According to an example of an embodiment of the present disclosure, the modulation signal set includes a first number of modulation signals, wherein each modulation signal may be a two-dimensional matrix corresponding to the imaging light signal as a two-dimensional light field signal, e.g., a two-dimensional matrix composed of 0 and 1. Here, the first number may be set according to practical application requirements, and the embodiment of the present disclosure is not particularly limited in this regard. According to an example of an embodiment of the present disclosure, the set of modulation signals may be determined by machine learning training a moving object detection algorithm, and the determined set of modulation signals is matched to the moving object detection algorithm. The details of machine learning training the moving object detection algorithm to determine the modulation signal set are similar to the process described above with reference to fig. 3, and therefore a repeated description of the same is omitted here.

According to an example of the embodiment of the present disclosure, a time length in which each of the modulation signals in the modulation signal set modulates the imaging light signal is a second time length, and the first time length of the predetermined period is greater than or equal to a product of the first number and the second time length. That is, the encoding unit 520 may modulate the imaging light signal with different modulation signals a plurality of times, respectively, within a predetermined period of time. For example, when the first duration of the predetermined period is equal to the product of the first number and the second duration, the encoding unit 520 may modulate the imaging light signal with the first number of modulation signals a plurality of times within the predetermined period, and the number of times of modulation is equal to the first number. Specifically, the encoding unit 520 may sequentially select each of the first number of modulation signals in the modulation signal set, and modulate the imaging optical signal with the selected modulation signal, where as described above, if the duration of modulating the imaging optical signal with each modulation signal is the second duration, the modulated optical signal corresponding to the selected modulation signal may be obtained within the second duration; the encoding unit 520 performs a plurality of modulations consecutively within a predetermined time period, thereby obtaining a first number of modulated optical signals respectively corresponding to the first number of modulated signals within a first duration of the predetermined time period. Subsequently, a coded image is formed using the resulting first number of modulated optical signals for a first duration.

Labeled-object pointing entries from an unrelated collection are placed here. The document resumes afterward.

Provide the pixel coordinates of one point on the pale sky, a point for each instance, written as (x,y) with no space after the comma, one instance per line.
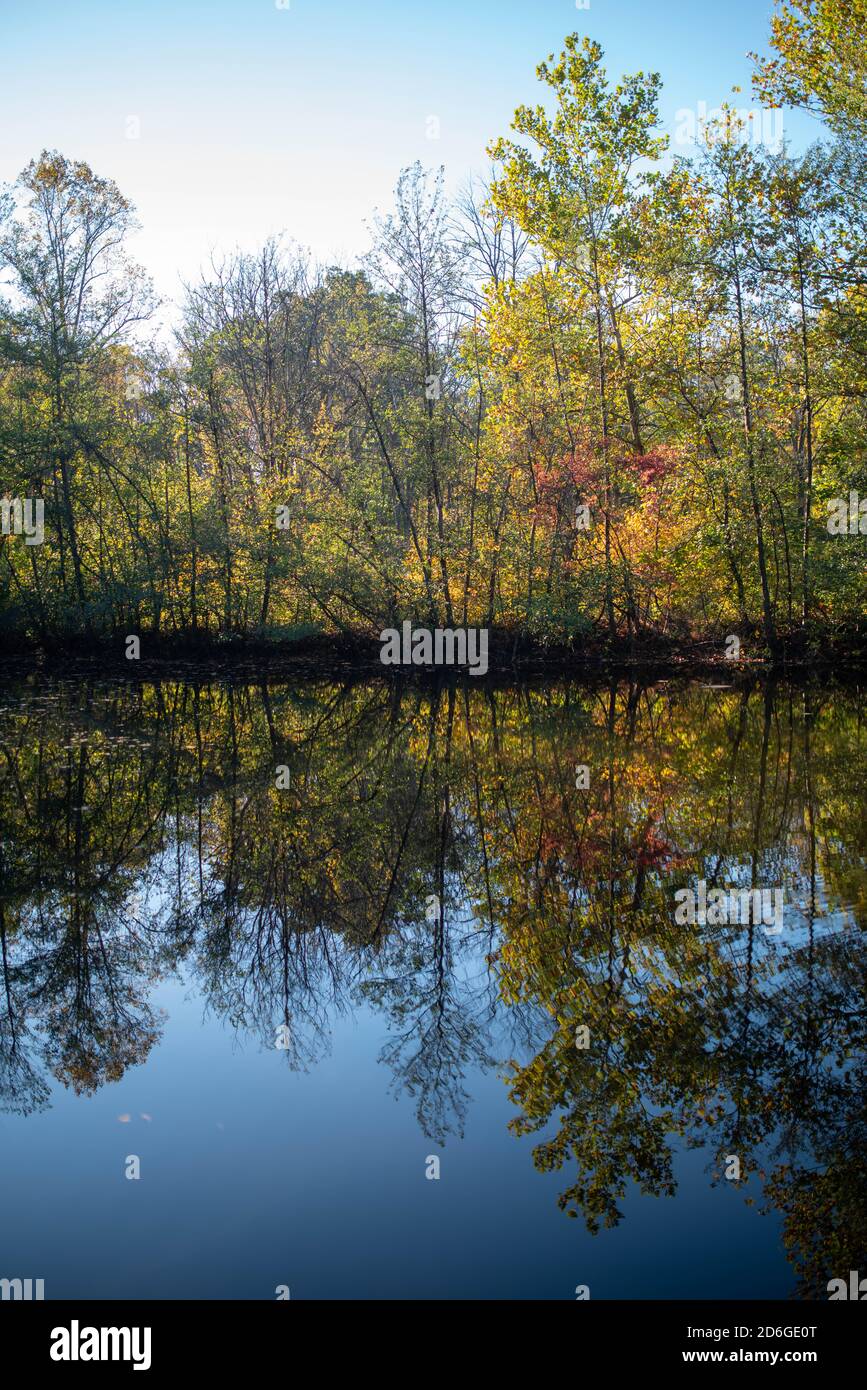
(229,120)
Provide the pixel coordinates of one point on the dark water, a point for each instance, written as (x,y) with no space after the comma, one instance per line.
(466,954)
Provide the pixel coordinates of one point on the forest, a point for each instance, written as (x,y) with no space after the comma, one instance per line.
(609,396)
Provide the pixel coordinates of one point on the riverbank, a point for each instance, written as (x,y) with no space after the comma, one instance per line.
(509,655)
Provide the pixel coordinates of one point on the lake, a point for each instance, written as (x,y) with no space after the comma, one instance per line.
(374,990)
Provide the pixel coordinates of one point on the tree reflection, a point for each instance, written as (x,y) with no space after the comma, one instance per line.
(435,856)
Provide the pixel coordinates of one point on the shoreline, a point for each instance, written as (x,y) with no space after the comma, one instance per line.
(512,656)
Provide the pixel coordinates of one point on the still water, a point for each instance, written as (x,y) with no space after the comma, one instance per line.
(298,950)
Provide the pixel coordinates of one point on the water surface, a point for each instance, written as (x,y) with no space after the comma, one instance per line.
(288,945)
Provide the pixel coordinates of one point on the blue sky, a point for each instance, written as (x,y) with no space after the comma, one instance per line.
(253,117)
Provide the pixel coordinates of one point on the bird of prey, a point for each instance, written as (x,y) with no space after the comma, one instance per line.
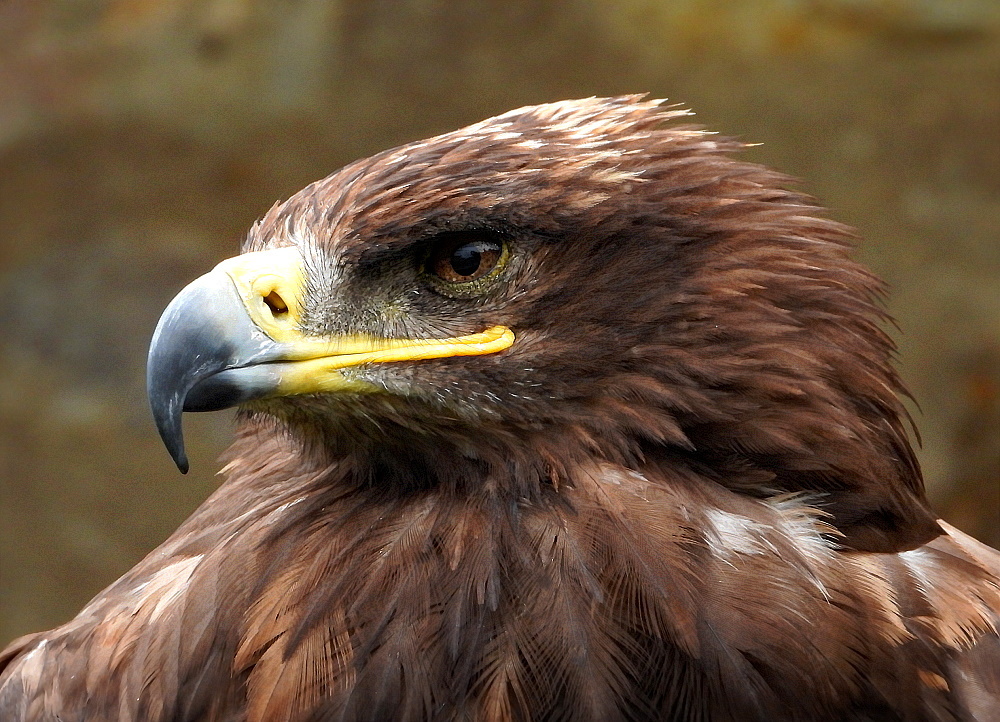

According to an example of an embodiment of the present disclosure, the encoding unit 520 may include, for example, a spatial light modulator. A spatial light modulator is a device that modulates the spatial distribution of light waves and may comprise a plurality of individual sub-elements arranged in a one-dimensional array or a two-dimensional array, each of which may independently change its optical properties, such as reflectivity, refractive index, transmittance, etc., under the control of an optical signal or an electrical signal, and may be used to modulate the spatial distribution of light waves passing through them. For example, the spatial light modulator may modulate optical parameters such as amplitude, intensity, phase, polarization state, etc. of the optical wave. The spatial light modulator may be a liquid crystal type spatial light modulator or a digital microlens array, etc., and this is not particularly limited by the embodiments of the present disclosure. In the disclosed embodiment, each modulation signal in the modulation signal set can be used as a control signal of the spatial light modulator. In particular, the spatial light modulator is configured to receive the modulation signal and to adjust the plurality of sub-cells of the spatial light modulator with the modulation signal, e.g. in case the modulation signal is a two-dimensional matrix, the plurality of sub-cells of the spatial light modulator may be individually controlled with the values of the individual elements of the modulation signal matrix to adjust the optical properties of the plurality of sub-cells. Thus, the spatial light modulator may modulate the spatial distribution of the imaging optical signal by using the adjusted plurality of sub-units, for example, may modulate optical parameters such as amplitude, intensity, phase, and polarization state of the imaging optical signal, so as to obtain a modulated optical signal corresponding to the input modulation signal within a modulation time having the length of the second duration.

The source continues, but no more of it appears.